Bayesian Hyperbolic Multidimensional Scaling
This method addresses the need for uncertainty assessment and regularization in hierarchical data analysis, such as in text or genetics, but is incremental as it builds on existing MDS techniques.
The authors tackled the problem of representing high-dimensional data with tree-like structures by proposing a Bayesian approach to multidimensional scaling on hyperbolic manifolds, achieving computational efficiency with a reduction from O(n^2) to O(n) through a case-control likelihood approximation.

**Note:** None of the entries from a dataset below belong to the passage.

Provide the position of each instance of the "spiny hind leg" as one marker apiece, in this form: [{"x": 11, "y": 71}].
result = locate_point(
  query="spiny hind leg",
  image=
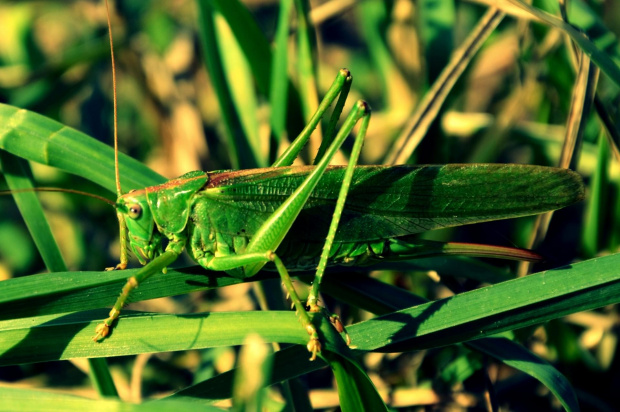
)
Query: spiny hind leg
[
  {"x": 329, "y": 241},
  {"x": 314, "y": 345},
  {"x": 233, "y": 262}
]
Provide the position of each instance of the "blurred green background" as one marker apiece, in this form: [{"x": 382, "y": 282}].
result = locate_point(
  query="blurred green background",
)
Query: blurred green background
[{"x": 510, "y": 105}]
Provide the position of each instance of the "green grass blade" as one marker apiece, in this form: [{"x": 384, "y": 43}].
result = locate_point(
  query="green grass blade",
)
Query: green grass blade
[
  {"x": 278, "y": 93},
  {"x": 381, "y": 298},
  {"x": 600, "y": 57},
  {"x": 37, "y": 138},
  {"x": 423, "y": 116},
  {"x": 356, "y": 391},
  {"x": 518, "y": 357},
  {"x": 238, "y": 76},
  {"x": 240, "y": 153},
  {"x": 515, "y": 304},
  {"x": 598, "y": 203},
  {"x": 35, "y": 400},
  {"x": 17, "y": 173}
]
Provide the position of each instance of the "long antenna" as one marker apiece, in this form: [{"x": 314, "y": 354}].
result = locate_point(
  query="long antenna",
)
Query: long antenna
[
  {"x": 57, "y": 189},
  {"x": 116, "y": 171}
]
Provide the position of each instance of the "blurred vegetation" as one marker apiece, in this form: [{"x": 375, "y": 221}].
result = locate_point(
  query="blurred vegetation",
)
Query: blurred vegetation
[{"x": 511, "y": 105}]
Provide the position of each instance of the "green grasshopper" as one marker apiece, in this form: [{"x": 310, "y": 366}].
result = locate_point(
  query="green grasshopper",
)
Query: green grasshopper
[
  {"x": 309, "y": 217},
  {"x": 239, "y": 221}
]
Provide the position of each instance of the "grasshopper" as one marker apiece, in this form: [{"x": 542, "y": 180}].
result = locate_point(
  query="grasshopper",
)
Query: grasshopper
[
  {"x": 309, "y": 217},
  {"x": 239, "y": 221}
]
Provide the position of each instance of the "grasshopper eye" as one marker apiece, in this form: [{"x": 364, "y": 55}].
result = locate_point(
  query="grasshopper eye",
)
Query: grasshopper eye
[{"x": 134, "y": 211}]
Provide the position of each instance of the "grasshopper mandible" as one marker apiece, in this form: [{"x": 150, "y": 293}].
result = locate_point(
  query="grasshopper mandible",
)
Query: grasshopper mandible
[{"x": 239, "y": 221}]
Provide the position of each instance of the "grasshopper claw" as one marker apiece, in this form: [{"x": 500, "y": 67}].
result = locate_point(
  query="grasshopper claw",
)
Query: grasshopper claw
[{"x": 101, "y": 331}]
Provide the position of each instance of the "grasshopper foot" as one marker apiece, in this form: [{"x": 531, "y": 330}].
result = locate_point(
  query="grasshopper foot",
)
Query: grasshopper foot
[
  {"x": 335, "y": 321},
  {"x": 120, "y": 266},
  {"x": 101, "y": 331},
  {"x": 314, "y": 345}
]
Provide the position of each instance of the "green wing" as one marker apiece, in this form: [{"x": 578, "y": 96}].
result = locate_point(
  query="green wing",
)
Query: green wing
[{"x": 391, "y": 201}]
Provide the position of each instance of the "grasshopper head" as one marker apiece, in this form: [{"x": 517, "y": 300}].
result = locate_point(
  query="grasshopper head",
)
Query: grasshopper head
[{"x": 145, "y": 240}]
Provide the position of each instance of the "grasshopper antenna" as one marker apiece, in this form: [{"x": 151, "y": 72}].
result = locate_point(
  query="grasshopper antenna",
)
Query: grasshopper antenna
[
  {"x": 116, "y": 171},
  {"x": 124, "y": 258},
  {"x": 57, "y": 189}
]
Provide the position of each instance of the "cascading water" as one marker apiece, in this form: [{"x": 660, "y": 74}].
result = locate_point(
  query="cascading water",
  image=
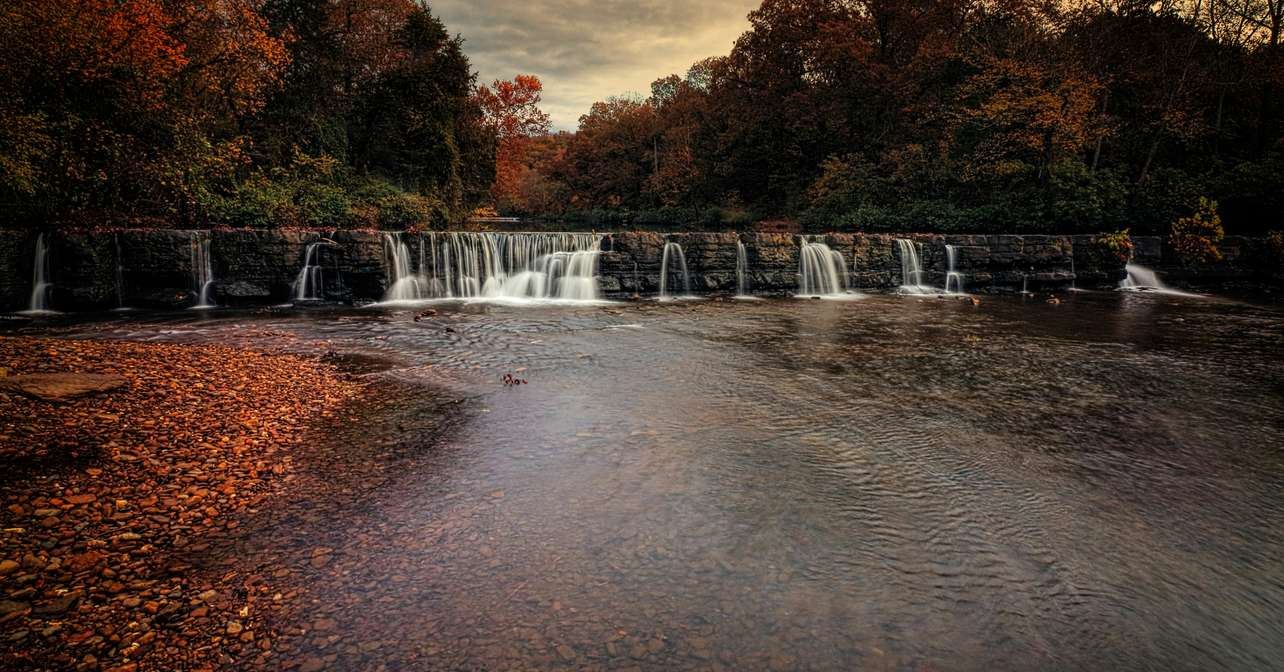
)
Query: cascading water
[
  {"x": 202, "y": 270},
  {"x": 1142, "y": 279},
  {"x": 40, "y": 284},
  {"x": 821, "y": 270},
  {"x": 494, "y": 266},
  {"x": 953, "y": 279},
  {"x": 402, "y": 284},
  {"x": 308, "y": 284},
  {"x": 674, "y": 252},
  {"x": 910, "y": 269},
  {"x": 741, "y": 271},
  {"x": 120, "y": 273}
]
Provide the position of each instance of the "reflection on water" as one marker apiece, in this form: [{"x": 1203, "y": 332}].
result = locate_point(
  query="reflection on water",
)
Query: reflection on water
[{"x": 894, "y": 483}]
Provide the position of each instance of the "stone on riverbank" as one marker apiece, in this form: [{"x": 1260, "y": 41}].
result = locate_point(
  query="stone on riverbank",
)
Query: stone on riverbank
[{"x": 62, "y": 386}]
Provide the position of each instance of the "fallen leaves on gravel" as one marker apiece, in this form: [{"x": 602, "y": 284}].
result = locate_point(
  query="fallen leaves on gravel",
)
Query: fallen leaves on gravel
[{"x": 96, "y": 492}]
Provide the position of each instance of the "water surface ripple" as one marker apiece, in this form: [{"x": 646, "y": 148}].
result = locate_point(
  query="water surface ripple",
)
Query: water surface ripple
[{"x": 893, "y": 483}]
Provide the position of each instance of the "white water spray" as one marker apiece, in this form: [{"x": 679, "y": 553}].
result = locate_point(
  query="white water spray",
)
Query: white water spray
[
  {"x": 673, "y": 251},
  {"x": 953, "y": 279},
  {"x": 910, "y": 269},
  {"x": 40, "y": 284},
  {"x": 308, "y": 285},
  {"x": 202, "y": 270},
  {"x": 1142, "y": 279},
  {"x": 741, "y": 271},
  {"x": 492, "y": 266},
  {"x": 821, "y": 270}
]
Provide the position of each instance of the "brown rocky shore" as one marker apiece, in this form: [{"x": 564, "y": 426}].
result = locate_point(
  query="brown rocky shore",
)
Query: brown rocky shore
[{"x": 109, "y": 483}]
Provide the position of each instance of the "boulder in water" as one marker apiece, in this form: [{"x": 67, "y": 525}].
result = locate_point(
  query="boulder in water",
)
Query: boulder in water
[{"x": 60, "y": 387}]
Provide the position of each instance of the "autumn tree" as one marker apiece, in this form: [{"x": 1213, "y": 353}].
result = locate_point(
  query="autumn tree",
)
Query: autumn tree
[
  {"x": 84, "y": 106},
  {"x": 512, "y": 113}
]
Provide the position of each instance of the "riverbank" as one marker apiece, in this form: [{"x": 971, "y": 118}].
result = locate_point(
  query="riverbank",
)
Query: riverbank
[{"x": 104, "y": 497}]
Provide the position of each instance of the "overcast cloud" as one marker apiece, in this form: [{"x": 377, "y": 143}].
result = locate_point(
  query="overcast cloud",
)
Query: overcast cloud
[{"x": 584, "y": 50}]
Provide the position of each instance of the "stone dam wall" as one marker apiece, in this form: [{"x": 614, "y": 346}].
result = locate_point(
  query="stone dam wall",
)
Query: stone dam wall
[{"x": 154, "y": 269}]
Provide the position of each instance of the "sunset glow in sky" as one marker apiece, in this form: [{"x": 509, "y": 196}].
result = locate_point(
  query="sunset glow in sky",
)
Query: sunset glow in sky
[{"x": 587, "y": 50}]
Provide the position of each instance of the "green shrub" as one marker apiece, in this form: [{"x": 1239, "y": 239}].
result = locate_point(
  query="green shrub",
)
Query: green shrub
[
  {"x": 1117, "y": 246},
  {"x": 1196, "y": 237}
]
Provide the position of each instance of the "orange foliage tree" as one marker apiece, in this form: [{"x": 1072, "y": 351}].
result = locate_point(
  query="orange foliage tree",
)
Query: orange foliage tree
[{"x": 512, "y": 112}]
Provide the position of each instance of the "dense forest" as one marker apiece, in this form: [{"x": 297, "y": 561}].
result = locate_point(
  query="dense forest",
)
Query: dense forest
[
  {"x": 945, "y": 114},
  {"x": 845, "y": 114},
  {"x": 238, "y": 112}
]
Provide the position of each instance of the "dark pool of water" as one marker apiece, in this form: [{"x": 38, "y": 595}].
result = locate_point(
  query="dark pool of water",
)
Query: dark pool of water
[{"x": 890, "y": 483}]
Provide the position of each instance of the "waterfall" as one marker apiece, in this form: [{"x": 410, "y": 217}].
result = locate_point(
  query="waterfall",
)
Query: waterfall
[
  {"x": 1142, "y": 279},
  {"x": 402, "y": 284},
  {"x": 308, "y": 284},
  {"x": 40, "y": 284},
  {"x": 202, "y": 270},
  {"x": 741, "y": 270},
  {"x": 821, "y": 270},
  {"x": 953, "y": 279},
  {"x": 673, "y": 251},
  {"x": 910, "y": 269},
  {"x": 120, "y": 273},
  {"x": 493, "y": 266}
]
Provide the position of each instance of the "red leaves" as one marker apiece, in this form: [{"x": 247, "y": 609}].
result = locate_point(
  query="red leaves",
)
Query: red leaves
[
  {"x": 198, "y": 436},
  {"x": 512, "y": 113}
]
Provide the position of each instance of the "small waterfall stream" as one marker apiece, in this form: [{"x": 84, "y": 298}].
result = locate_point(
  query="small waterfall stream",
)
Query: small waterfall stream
[
  {"x": 118, "y": 276},
  {"x": 674, "y": 252},
  {"x": 511, "y": 267},
  {"x": 40, "y": 284},
  {"x": 910, "y": 269},
  {"x": 202, "y": 270},
  {"x": 953, "y": 279},
  {"x": 821, "y": 270},
  {"x": 741, "y": 270},
  {"x": 1142, "y": 279},
  {"x": 308, "y": 285},
  {"x": 402, "y": 284}
]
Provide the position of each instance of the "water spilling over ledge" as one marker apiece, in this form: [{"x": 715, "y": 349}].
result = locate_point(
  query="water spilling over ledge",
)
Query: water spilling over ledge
[
  {"x": 492, "y": 266},
  {"x": 230, "y": 267}
]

Multidimensional scaling (MDS) is a widely used approach to representing high-dimensional, dependent data. MDS works by assigning each observation a location on a low-dimensional geometric manifold, with distance on the manifold representing similarity. We propose a Bayesian approach to multidimensional scaling when the low-dimensional manifold is hyperbolic. Using hyperbolic space facilitates representing tree-like structures common in many settings (e.g. text or genetic data with hierarchical structure). A Bayesian approach provides regularization that minimizes the impact of measurement error in the observed data and assesses uncertainty. We also propose a case-control likelihood approximation that allows for efficient sampling from the posterior distribution in larger data settings, reducing computational complexity from approximately $O(n^2)$ to $O(n)$. We evaluate the proposed method against state-of-the-art alternatives using simulations, canonical reference datasets, Indian village network data, and human gene expression data.